In this article the experts at NICEIC & ELECSA look at the particular problem of safely isolating central heating systems, which may have more than one source of electrical supply to the various component parts within the system.
Anybody working on a central heating system must be able to safely isolate it from all sources of supply prior to carrying out any work on it (Regulation 14 of the Electricity at Work Regulations 1989 (EWR).
Isolation and switching
The purpose of isolation is to make the electrical installation (or parts thereof) ‘dead’ and in the context of undertaking work, to permit an electrically skilled person to work safely on, or near, parts of the electrical installation which are normally live.
The particular risk that exists on certain central heating systems is that the boiler might be supplied from one point whilst other parts of the system are supplied from another.
Such an arrangement can lead to a situation where the person intending to work on the system believes they have safely isolated the system by cutting off the supply to, say, the boiler but they are unaware that the system or parts thereof are still energised.
The heating system may employ two or more separate and independent points of isolation. Any device selected to provide isolation must be appropriate to their application and meet all requirements of BS 7671 and, in particular those of Chapter 46 and Section 537.
For example, where installed in an installation forming part of a TT system, Chapter 46 requires disconnection of all live conductors, including the neutral, whereas in an installation forming part of a TN system it requires disconnection of the line conductors only (Regulations 461.2 & 462.2).
A typical situation may occur, for example, where it is desirable to work separately on the control system.
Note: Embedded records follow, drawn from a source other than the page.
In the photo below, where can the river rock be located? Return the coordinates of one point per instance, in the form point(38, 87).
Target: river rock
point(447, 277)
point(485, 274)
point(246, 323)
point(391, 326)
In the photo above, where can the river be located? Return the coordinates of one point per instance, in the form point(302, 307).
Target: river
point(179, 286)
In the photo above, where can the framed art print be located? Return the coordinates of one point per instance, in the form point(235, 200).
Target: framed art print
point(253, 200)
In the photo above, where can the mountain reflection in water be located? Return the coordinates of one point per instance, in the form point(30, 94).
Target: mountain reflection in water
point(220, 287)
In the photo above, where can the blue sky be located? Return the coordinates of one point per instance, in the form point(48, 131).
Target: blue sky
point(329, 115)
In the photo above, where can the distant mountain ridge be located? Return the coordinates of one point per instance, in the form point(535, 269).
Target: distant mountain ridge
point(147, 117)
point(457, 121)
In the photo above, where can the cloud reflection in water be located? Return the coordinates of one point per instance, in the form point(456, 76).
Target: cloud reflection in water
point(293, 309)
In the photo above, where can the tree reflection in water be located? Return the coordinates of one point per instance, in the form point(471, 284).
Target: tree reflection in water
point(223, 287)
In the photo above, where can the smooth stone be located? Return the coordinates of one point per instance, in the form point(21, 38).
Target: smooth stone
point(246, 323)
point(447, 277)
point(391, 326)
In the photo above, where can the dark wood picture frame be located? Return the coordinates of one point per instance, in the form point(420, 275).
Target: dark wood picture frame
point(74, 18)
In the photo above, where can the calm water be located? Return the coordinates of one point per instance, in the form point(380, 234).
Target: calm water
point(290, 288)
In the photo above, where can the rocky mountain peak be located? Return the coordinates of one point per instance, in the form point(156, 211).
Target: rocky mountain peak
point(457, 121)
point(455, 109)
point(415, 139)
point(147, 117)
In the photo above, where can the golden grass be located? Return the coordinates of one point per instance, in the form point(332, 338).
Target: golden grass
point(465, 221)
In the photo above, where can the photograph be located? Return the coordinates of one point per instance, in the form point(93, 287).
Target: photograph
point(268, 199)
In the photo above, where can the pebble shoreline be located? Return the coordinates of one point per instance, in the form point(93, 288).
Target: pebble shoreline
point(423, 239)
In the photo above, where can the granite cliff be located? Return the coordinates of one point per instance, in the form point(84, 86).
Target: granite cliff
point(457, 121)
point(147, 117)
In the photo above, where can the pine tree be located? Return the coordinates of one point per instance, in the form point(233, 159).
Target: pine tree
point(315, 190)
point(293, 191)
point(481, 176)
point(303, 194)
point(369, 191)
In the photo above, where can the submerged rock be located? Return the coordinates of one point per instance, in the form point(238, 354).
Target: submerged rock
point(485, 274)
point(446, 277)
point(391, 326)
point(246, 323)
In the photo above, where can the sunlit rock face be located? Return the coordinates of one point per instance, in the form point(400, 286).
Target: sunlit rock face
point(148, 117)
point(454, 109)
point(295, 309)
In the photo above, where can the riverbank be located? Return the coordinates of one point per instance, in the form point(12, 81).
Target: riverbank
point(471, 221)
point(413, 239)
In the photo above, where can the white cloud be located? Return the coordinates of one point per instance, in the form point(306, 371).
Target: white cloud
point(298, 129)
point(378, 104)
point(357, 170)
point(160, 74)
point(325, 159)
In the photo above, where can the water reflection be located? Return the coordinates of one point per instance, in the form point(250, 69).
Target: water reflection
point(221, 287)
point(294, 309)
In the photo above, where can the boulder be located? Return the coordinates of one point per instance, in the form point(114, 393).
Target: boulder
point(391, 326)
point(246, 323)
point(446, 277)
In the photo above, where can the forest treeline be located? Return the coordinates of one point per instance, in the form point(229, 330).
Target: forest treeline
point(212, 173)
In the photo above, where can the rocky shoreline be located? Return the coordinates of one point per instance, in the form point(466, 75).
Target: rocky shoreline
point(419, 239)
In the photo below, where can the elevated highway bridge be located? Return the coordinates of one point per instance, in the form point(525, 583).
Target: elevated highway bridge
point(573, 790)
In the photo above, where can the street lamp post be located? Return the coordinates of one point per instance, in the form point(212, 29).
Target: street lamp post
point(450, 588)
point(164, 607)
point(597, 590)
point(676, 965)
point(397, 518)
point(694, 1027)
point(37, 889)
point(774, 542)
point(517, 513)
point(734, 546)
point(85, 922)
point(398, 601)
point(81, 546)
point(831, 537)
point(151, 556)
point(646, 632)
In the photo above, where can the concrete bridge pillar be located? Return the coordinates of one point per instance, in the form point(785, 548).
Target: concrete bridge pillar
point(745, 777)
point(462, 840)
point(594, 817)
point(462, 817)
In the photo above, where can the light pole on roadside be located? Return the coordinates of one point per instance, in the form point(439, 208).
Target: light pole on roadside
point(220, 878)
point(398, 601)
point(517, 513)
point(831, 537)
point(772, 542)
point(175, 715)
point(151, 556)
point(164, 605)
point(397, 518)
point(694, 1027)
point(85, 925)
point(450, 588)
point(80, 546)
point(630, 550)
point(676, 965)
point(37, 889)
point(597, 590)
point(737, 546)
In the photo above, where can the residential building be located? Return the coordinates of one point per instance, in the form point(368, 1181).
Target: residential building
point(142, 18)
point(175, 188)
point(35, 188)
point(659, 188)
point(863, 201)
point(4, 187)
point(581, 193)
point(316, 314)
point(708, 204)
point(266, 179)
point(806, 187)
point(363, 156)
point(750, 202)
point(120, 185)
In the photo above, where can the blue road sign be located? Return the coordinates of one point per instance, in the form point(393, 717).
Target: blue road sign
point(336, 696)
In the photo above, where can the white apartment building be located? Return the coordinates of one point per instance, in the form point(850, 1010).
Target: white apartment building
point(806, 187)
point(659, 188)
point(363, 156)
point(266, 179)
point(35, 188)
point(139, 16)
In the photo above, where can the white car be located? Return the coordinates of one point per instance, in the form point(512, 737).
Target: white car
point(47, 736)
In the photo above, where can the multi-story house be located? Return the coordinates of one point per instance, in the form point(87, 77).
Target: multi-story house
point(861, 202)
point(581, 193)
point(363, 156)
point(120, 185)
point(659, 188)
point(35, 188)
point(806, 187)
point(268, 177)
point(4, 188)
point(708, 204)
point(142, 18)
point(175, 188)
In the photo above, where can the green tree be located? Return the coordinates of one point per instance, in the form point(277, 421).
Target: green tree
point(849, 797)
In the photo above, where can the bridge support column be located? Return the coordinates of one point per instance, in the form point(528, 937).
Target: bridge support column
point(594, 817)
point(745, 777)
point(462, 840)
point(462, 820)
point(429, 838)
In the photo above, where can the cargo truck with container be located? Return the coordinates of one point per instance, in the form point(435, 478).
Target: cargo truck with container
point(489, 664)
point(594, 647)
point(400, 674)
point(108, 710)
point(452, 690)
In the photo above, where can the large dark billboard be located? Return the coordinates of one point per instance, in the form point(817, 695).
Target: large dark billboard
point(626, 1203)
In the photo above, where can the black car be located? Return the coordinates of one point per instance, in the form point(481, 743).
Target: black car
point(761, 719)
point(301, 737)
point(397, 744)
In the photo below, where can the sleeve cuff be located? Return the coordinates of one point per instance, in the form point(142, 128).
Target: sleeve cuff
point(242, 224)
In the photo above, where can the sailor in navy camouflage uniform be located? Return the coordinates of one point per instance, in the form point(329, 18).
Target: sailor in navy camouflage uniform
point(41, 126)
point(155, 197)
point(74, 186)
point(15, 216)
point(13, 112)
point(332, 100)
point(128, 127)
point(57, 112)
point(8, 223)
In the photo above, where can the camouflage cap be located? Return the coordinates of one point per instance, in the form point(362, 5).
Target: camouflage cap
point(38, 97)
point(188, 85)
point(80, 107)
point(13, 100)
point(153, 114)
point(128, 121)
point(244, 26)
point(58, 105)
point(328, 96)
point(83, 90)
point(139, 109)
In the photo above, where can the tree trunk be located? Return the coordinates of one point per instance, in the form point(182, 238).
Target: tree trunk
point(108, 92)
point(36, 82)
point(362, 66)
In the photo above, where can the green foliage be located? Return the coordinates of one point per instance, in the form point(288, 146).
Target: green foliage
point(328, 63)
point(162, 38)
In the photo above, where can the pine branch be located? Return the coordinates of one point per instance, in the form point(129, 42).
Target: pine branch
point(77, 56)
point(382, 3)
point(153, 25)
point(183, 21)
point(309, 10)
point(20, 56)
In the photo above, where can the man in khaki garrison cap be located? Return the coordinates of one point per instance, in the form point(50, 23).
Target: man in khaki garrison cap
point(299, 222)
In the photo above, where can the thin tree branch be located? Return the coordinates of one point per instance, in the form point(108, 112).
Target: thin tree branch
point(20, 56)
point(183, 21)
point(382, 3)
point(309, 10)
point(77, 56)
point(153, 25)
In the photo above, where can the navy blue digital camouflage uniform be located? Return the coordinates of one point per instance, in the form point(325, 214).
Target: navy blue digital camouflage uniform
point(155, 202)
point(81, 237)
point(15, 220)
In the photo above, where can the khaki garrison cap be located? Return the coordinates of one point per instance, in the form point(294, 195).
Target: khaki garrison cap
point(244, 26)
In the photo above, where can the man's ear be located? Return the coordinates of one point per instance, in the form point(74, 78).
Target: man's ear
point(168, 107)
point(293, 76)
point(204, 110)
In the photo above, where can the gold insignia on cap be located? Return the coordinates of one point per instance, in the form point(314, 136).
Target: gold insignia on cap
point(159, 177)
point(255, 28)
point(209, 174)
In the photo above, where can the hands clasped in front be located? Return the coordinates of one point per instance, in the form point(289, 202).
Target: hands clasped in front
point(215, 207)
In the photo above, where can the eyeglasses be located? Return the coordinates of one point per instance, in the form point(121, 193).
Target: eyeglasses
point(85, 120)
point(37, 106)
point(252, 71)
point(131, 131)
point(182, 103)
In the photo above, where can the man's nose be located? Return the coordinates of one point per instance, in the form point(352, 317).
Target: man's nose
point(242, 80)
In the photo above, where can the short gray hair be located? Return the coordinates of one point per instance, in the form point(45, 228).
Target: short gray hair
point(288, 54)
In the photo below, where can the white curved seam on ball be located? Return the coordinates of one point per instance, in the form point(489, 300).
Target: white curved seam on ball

This is permissible provided that:
a. there is no electrical connection between the parts of the system which are separately isolated, and
b. isolation of one point cannot be overridden by activation of the non-isolated parts of the system, and
c. the means of isolation are designed and/or installed so as to prevent unintentional or inadvertent closure (Regulation 462.3), and
d. each device used for isolation is clearly identified by position or durable marking to indicate the installation or circuit it isolates (Regulation 537.2.7).
However, where an installation or an item of equipment or enclosure contains live parts connected to more than one supply, Regulation 514.11.1 requires a durable warning notice to be placed in such a position that any person, before gaining access to live parts, will be warned of the need to isolate those parts from the various supplies.
It is recognised that there will be many instances where such warning notices have not been provided and the person carrying out safe isolation will need to apply due caution and carefully consider whether the assumed means of isolation is the only means of isolation. The person carrying out isolation must ensure that all sources of supply have been isolated.
Switching off for mechanical maintenance
It may also be necessary to switch off the electricity supply in order for work to be carried out on the non-electrical parts of the central heating system (switching off for mechanical maintenance; Regulation 464.1). For safety, such a switch should be under the installer’s immediate control unless suitable means have been provided to prevent inadvertent or unintentional reactivation of the equipment.
The measures prescribed for this function in the case of isolation would also be appropriate in this case.
Great care must be taken when planning to work on heating systems that may contain two sources of supply. Before carrying out any work, ensure that all parts of the system that are to be worked on are safely isolated.